Era el día de la compasión femenina. Al cabo de un rato se despidieron deseándose buenas noches.

Respecto a lo que ocurrió a continuación, al principio no sabía muy bien si lo estaba soñando o estaba sucediendo de verdad.

Acababa de terminarse la primera copa de whisky cuando distinguió, a la pálida luz de un cuarto de luna, una figura humana que caminaba despacio por la orilla del mar. Al llegar a la altura de la galería, se detuvo, levantó un brazo y lo saludó.

Entonces la reconoció. Era Liliana.

Montalbano cogió el tabaco y el encendedor y bajó a la playa. Ella había seguido andando. La alcanzó y se situó a su lado.

—Nada más entrar en casa, se me ha pasado el sueño —dijo Liliana.

Caminaron en silencio una media hora. Sólo se oía el murmullo de la resaca, como una música constante.

—¿Volvemos? —propuso ella al cabo.

Al dar media vuelta, sus cuerpos se rozaron. Con toda naturalidad, Liliana lo cogió de la mano y no lo soltó hasta que llegaron frente a la galería. Una vez allí, se detuvo, rozó con los labios los de él y se dirigió hacia su casa.

Montalbano se quedó mirándola hasta que su sombra se desvaneció en la oscuridad.

Ahora estaba seguro de una cosa: si Liliana había decidido no hablar con él esa noche, no era porque le había entrado sueño, sino porque lo que quería decirle no era fácil de decir y le había faltado valor.

Al día siguiente, a las ocho de la mañana, al pasar por el chalet de los Lombardo observó que la ventana del dormitorio todavía estaba cerrada. Sin duda, Liliana aprovechaba que no tenía que ir a trabajar para levantarse más tarde.

En la puerta de la comisaría casi se dio de bruces con Fazio, que salía.

—¿Adónde vas?

—A ver si encuentro alguna información sobre la bomba de via Pisacane.

—¿Tienes prisa?

—No, señor.

—Entonces ven primero conmigo, que tengo que decirte una cosa.

Fazio lo siguió hasta su despacho.

—Anoche obtuve una información que me parece importante.
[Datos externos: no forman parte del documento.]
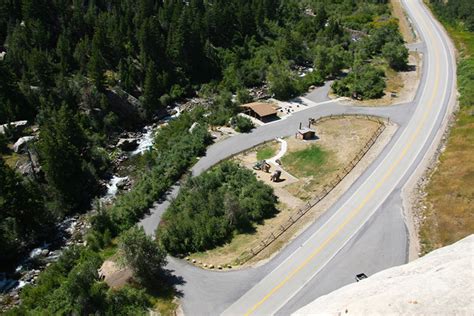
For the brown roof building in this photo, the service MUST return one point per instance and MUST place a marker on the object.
(262, 111)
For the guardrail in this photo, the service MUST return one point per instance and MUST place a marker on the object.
(264, 243)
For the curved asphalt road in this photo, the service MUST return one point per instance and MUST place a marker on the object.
(363, 232)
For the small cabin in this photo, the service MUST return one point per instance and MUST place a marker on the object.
(306, 133)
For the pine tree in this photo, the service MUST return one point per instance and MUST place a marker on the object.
(152, 93)
(96, 66)
(23, 217)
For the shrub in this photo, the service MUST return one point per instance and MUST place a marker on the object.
(396, 55)
(243, 96)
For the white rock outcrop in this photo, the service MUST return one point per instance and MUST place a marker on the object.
(440, 283)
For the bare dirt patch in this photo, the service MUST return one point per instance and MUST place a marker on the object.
(342, 138)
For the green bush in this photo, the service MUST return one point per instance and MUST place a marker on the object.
(212, 206)
(282, 82)
(396, 55)
(363, 82)
(243, 96)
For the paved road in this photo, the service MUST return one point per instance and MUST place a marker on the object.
(282, 284)
(363, 231)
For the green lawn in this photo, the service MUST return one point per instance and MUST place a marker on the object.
(306, 162)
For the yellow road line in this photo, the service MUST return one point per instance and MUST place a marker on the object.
(362, 204)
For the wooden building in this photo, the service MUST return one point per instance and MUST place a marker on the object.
(306, 133)
(265, 112)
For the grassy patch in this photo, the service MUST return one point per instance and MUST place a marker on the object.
(450, 216)
(267, 151)
(307, 162)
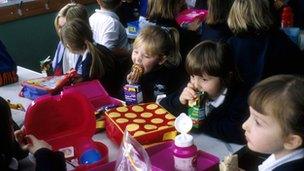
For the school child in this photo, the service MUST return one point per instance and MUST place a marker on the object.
(163, 13)
(96, 61)
(212, 70)
(259, 48)
(106, 27)
(11, 151)
(215, 27)
(64, 60)
(275, 125)
(156, 50)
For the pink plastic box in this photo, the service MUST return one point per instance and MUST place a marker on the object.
(161, 157)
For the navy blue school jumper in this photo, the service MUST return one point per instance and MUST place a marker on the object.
(260, 55)
(216, 32)
(298, 11)
(223, 122)
(47, 160)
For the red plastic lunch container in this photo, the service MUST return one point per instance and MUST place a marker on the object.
(66, 122)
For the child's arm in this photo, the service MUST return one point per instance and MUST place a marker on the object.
(188, 94)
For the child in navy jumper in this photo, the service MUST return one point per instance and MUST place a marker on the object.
(156, 50)
(107, 29)
(96, 61)
(64, 60)
(259, 48)
(275, 125)
(212, 70)
(215, 27)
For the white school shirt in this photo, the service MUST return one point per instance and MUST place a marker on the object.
(107, 30)
(271, 163)
(83, 56)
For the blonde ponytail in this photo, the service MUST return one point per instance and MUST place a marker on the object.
(97, 69)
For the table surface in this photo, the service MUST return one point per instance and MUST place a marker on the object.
(202, 141)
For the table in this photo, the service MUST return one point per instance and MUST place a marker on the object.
(202, 141)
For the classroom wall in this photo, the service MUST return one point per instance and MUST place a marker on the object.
(32, 39)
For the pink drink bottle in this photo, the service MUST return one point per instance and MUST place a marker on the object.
(184, 150)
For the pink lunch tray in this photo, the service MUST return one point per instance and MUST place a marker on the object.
(161, 157)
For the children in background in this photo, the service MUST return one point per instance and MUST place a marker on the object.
(275, 125)
(96, 61)
(64, 60)
(257, 43)
(215, 27)
(156, 50)
(46, 159)
(212, 70)
(8, 160)
(11, 152)
(107, 29)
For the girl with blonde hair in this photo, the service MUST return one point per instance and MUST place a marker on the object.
(64, 60)
(156, 50)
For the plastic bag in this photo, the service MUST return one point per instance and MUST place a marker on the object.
(132, 156)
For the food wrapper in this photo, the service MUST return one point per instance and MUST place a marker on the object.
(148, 123)
(230, 163)
(132, 156)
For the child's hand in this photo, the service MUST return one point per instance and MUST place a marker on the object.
(133, 77)
(136, 72)
(30, 142)
(20, 137)
(35, 144)
(188, 94)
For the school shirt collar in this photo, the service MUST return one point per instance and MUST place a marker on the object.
(85, 54)
(107, 12)
(14, 164)
(219, 100)
(271, 163)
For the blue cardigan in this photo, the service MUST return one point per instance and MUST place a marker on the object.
(260, 55)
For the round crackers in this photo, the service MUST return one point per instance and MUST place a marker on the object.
(122, 120)
(114, 115)
(122, 109)
(130, 115)
(146, 115)
(150, 127)
(137, 108)
(132, 127)
(157, 120)
(138, 133)
(160, 111)
(169, 116)
(139, 121)
(171, 123)
(163, 127)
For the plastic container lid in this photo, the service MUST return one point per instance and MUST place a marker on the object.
(183, 124)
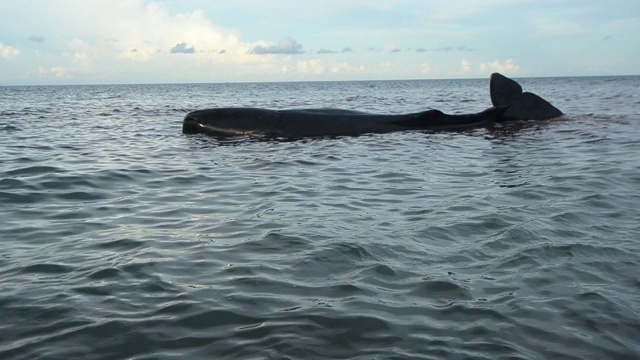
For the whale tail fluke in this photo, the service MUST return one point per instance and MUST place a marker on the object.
(506, 92)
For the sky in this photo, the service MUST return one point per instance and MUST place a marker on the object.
(203, 41)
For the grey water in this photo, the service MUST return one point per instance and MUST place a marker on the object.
(122, 238)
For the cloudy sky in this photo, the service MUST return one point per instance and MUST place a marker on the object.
(166, 41)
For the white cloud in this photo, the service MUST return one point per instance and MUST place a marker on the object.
(8, 52)
(284, 46)
(426, 69)
(465, 66)
(508, 67)
(346, 68)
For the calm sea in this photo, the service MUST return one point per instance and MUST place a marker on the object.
(122, 238)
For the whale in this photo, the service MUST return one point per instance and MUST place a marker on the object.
(509, 103)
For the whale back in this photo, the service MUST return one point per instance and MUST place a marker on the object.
(521, 105)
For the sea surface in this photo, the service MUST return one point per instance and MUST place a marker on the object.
(122, 238)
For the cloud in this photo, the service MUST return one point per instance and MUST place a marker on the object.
(39, 39)
(284, 46)
(426, 69)
(8, 52)
(182, 48)
(465, 66)
(508, 67)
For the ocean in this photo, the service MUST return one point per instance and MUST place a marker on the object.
(123, 238)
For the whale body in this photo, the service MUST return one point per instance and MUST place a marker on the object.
(510, 103)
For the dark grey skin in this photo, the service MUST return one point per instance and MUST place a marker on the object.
(299, 123)
(325, 122)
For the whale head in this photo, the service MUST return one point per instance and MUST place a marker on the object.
(229, 121)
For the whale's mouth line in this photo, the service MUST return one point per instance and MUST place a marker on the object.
(191, 125)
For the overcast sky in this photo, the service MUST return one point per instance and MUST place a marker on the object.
(138, 41)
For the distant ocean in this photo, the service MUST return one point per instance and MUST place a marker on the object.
(123, 238)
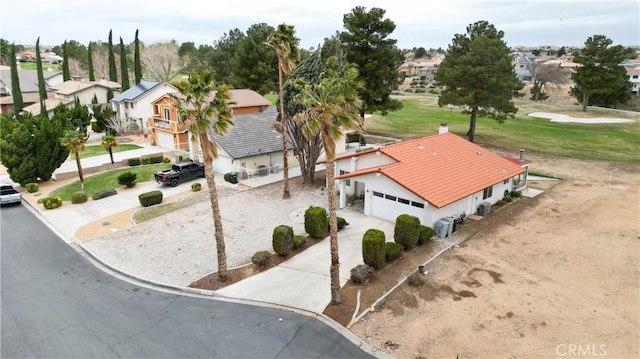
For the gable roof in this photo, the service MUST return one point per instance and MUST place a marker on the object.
(252, 134)
(441, 169)
(138, 90)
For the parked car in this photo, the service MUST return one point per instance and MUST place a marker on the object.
(180, 172)
(8, 195)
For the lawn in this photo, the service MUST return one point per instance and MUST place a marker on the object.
(610, 142)
(97, 150)
(108, 180)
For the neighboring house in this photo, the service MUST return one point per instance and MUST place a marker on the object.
(430, 178)
(135, 105)
(28, 87)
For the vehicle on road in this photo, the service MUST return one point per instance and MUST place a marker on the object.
(9, 195)
(179, 172)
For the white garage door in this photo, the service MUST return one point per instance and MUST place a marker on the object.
(165, 140)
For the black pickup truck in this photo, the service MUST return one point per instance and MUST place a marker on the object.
(179, 172)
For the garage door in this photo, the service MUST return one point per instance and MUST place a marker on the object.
(165, 140)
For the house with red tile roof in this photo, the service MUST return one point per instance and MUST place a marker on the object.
(430, 178)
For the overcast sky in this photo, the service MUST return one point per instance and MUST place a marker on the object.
(426, 23)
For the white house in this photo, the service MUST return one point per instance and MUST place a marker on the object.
(430, 178)
(134, 106)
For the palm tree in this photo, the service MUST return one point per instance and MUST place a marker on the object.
(284, 42)
(109, 142)
(331, 108)
(74, 142)
(202, 114)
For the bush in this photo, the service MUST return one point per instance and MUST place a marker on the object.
(373, 248)
(260, 258)
(407, 231)
(316, 222)
(31, 187)
(360, 274)
(127, 179)
(104, 193)
(282, 240)
(78, 197)
(298, 241)
(51, 202)
(425, 234)
(150, 198)
(392, 250)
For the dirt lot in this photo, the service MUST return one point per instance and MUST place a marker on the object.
(558, 277)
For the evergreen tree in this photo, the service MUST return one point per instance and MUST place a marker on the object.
(66, 76)
(137, 64)
(113, 72)
(124, 69)
(16, 93)
(92, 76)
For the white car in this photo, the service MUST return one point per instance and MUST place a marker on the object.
(8, 195)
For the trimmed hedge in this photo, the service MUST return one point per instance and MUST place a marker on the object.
(316, 222)
(282, 239)
(392, 250)
(406, 231)
(104, 193)
(150, 198)
(78, 197)
(373, 248)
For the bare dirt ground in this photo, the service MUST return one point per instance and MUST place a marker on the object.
(555, 276)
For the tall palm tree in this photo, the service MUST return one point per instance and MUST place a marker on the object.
(74, 142)
(331, 108)
(284, 42)
(109, 142)
(201, 114)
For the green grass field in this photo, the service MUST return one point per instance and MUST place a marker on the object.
(609, 142)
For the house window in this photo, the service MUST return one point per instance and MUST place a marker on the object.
(417, 204)
(488, 192)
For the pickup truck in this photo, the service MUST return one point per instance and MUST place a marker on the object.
(179, 172)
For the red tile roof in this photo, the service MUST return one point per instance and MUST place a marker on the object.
(442, 169)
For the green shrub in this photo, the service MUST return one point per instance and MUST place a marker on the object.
(373, 248)
(78, 197)
(392, 250)
(51, 202)
(316, 222)
(127, 179)
(282, 240)
(298, 241)
(407, 231)
(260, 258)
(104, 193)
(31, 187)
(425, 234)
(150, 198)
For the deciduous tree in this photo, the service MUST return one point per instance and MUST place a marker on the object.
(478, 75)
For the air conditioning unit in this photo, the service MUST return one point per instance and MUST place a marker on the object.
(484, 208)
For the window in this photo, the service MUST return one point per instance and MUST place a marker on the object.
(488, 192)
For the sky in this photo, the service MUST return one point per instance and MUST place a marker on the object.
(419, 23)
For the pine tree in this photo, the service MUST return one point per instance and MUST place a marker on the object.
(124, 69)
(42, 90)
(113, 72)
(137, 66)
(92, 76)
(66, 76)
(16, 93)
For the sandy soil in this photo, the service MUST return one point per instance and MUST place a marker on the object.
(558, 278)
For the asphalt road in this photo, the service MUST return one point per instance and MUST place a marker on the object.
(57, 304)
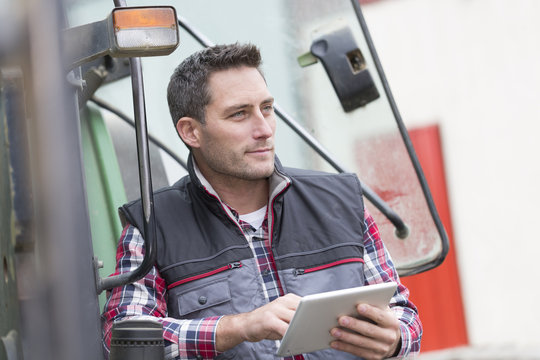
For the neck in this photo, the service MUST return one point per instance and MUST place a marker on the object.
(244, 196)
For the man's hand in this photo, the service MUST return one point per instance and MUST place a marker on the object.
(364, 339)
(267, 322)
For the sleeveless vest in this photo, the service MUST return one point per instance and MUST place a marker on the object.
(316, 225)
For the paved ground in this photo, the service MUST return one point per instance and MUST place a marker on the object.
(498, 352)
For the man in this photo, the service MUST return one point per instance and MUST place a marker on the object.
(241, 238)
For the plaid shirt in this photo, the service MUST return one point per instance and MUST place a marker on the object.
(195, 339)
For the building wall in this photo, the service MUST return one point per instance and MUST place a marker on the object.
(472, 68)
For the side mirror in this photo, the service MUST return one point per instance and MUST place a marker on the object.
(126, 32)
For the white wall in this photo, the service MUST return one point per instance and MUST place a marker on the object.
(472, 66)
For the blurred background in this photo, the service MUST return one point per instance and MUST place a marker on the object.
(465, 78)
(469, 67)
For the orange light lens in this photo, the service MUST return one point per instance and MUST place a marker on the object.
(143, 17)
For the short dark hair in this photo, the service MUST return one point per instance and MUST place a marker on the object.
(188, 92)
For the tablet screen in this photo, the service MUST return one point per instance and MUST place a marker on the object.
(317, 314)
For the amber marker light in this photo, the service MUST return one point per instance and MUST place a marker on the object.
(145, 28)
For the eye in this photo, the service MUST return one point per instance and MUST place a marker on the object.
(268, 108)
(238, 115)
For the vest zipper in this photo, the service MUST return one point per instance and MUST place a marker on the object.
(299, 271)
(234, 265)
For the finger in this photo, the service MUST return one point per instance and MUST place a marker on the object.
(355, 339)
(382, 317)
(289, 300)
(362, 328)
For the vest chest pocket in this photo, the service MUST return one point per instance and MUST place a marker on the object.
(209, 298)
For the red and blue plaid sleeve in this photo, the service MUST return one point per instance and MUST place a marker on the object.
(380, 268)
(184, 339)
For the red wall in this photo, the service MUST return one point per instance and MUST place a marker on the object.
(437, 292)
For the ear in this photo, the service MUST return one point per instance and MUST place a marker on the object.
(189, 130)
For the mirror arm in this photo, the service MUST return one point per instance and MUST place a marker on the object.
(402, 231)
(145, 179)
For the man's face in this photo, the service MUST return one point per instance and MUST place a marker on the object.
(237, 140)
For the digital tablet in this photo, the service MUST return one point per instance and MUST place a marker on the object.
(317, 314)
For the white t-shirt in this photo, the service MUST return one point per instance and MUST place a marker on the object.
(254, 218)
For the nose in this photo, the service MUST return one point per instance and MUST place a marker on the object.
(264, 126)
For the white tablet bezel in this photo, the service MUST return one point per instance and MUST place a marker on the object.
(317, 314)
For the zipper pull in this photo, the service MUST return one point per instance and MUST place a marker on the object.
(235, 265)
(297, 272)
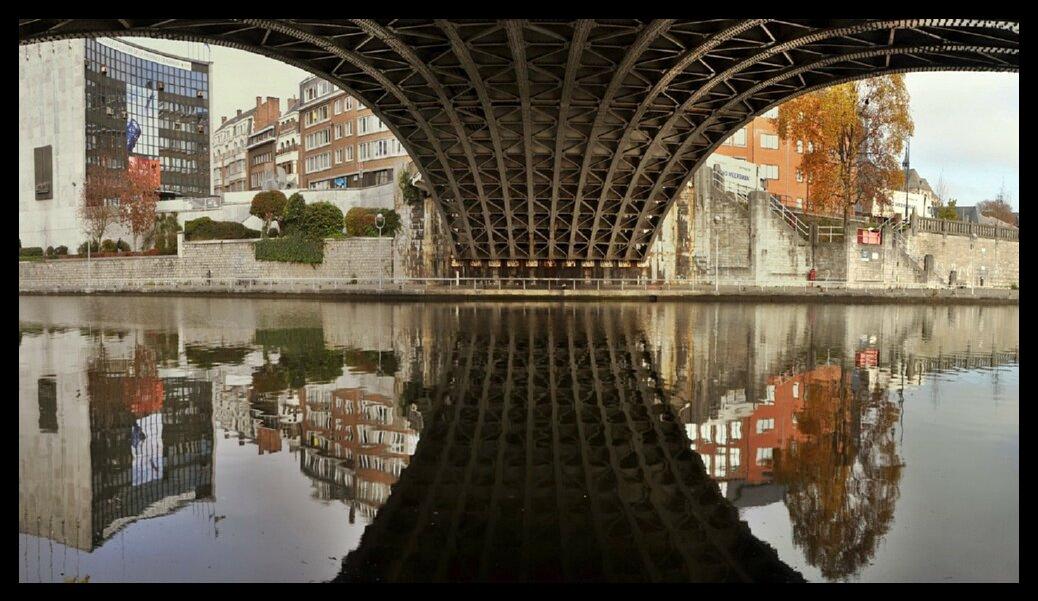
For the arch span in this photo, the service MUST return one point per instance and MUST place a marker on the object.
(569, 140)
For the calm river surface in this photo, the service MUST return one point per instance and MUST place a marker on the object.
(194, 439)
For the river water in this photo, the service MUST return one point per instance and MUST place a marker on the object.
(203, 439)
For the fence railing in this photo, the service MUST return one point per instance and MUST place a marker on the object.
(460, 284)
(965, 228)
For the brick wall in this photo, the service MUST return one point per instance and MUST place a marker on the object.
(355, 257)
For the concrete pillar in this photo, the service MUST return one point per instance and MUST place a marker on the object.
(758, 230)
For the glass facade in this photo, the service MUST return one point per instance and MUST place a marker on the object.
(153, 110)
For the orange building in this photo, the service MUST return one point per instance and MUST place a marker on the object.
(779, 160)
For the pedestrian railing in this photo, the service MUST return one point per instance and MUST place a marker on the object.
(460, 284)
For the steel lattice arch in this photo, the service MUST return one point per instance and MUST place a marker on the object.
(569, 140)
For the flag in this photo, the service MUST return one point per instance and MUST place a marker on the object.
(133, 133)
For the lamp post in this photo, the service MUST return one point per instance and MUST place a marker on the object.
(380, 222)
(716, 253)
(905, 165)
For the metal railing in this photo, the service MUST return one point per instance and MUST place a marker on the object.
(441, 284)
(791, 219)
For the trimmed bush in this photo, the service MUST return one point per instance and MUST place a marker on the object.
(291, 249)
(361, 222)
(293, 213)
(268, 206)
(206, 228)
(94, 247)
(321, 220)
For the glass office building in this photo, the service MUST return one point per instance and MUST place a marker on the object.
(148, 110)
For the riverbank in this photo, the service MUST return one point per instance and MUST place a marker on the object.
(651, 293)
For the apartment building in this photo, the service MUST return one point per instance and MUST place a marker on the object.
(287, 153)
(263, 144)
(777, 160)
(229, 148)
(344, 143)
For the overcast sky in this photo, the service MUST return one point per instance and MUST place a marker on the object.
(966, 124)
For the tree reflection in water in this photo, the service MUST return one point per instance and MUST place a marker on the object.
(842, 473)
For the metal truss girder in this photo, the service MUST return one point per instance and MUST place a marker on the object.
(553, 140)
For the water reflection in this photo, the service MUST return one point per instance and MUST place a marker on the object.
(515, 442)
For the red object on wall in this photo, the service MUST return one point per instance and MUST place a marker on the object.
(869, 237)
(867, 358)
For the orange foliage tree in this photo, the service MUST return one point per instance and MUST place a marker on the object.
(843, 479)
(853, 135)
(103, 191)
(137, 209)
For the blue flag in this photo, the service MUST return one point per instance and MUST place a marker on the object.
(133, 132)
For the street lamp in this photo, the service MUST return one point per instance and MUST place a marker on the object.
(716, 253)
(905, 165)
(380, 222)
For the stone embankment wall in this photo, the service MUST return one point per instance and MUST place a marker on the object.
(355, 257)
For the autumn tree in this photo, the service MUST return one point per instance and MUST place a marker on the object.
(853, 135)
(948, 212)
(1000, 208)
(137, 209)
(843, 476)
(101, 195)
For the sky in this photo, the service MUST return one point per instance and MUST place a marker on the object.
(966, 124)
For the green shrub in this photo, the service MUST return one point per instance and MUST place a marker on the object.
(268, 206)
(321, 220)
(361, 222)
(293, 213)
(94, 247)
(291, 249)
(206, 228)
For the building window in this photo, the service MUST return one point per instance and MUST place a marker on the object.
(318, 162)
(43, 159)
(318, 139)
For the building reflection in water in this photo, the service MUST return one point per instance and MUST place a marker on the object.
(503, 442)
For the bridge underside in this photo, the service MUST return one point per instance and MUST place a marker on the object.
(549, 453)
(568, 141)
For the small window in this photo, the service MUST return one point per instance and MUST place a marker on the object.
(43, 158)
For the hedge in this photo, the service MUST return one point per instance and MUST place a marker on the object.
(206, 228)
(321, 220)
(291, 249)
(361, 222)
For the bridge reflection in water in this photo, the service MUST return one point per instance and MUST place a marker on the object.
(550, 454)
(488, 442)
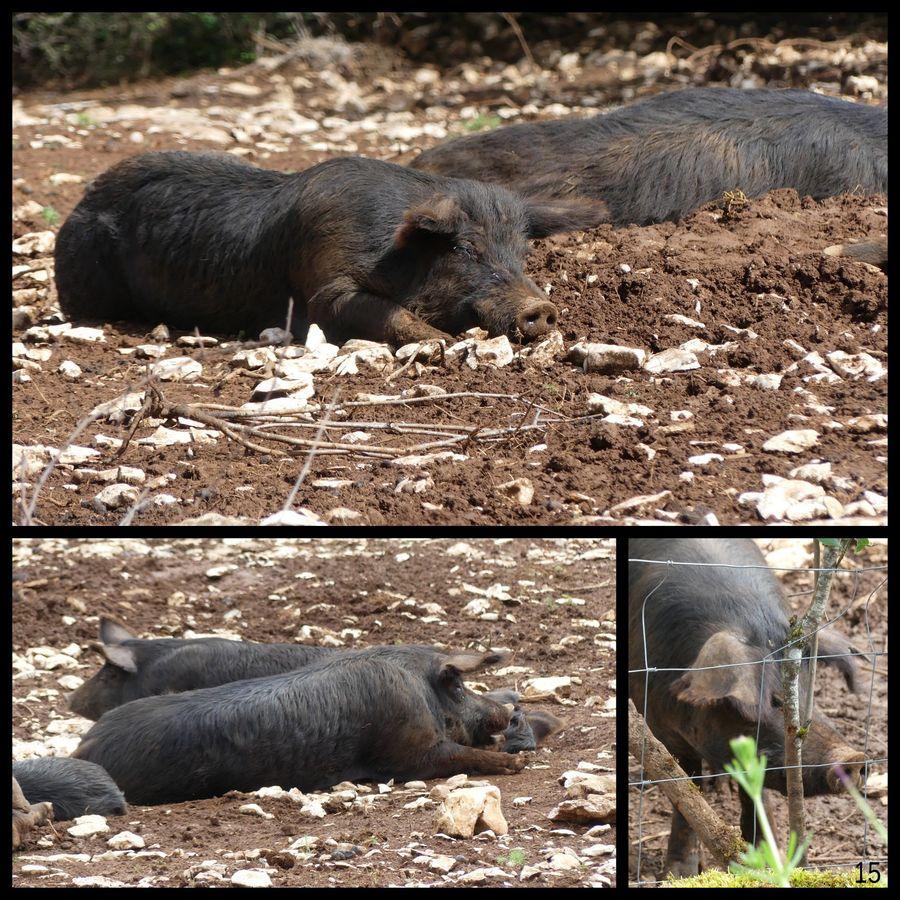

Me la dio el hijo de Adelina.

Y le contó lo que le había dicho Pasquali.

—Según eso, entonces, ¿el destinatario de la bomba era Tallarita? —dijo al final Fazio—. ¿Le mandaron este mensaje: «Ándate con ojo, que si colaboras matamos a alguien de tu familia»?

—Exacto.

Fazio pareció dubitativo.

—¿Qué pasa?

—Me pregunto cómo es que los de Narcóticos, que sin duda se han enterado de la bomba, todavía no han puesto a la familia bajo protección.

—¿Estás seguro?

Dottore, ayer pasé por delante del portal y no vi nada, ni coches ni hombres.

—Habría que averiguar si la familia Tallarita sigue ahí o la han trasladado a otro sitio.

Dottore, siguen en via Pisacane. Estoy más que seguro.

El comisario tomó una decisión repentina.

—¿Cómo has dicho que se llama la mujer?

—Francesca Calcedonio.

—Voy a hablar con ella.

—¿Y yo qué hago?

—Tú ve a informarte con alguien de Narcóticos de cómo están realmente las cosas con Tallarita.

Le abrió un chico bien plantado, alto, moreno, de pelo rizado, aire atlético y ojos negros y brillantes. Iba en mangas de camisa, pero aun así presentaba un aspecto elegante.

—¿Qué desea?

—Soy el comisario Montalbano.

La primera reacción del chico, inmediata, fue darle con la puerta en las narices, pero se controló a tiempo y preguntó:

—¿Y qué quiere?

—Quisiera hablar con la señora Francesca Calcedonio.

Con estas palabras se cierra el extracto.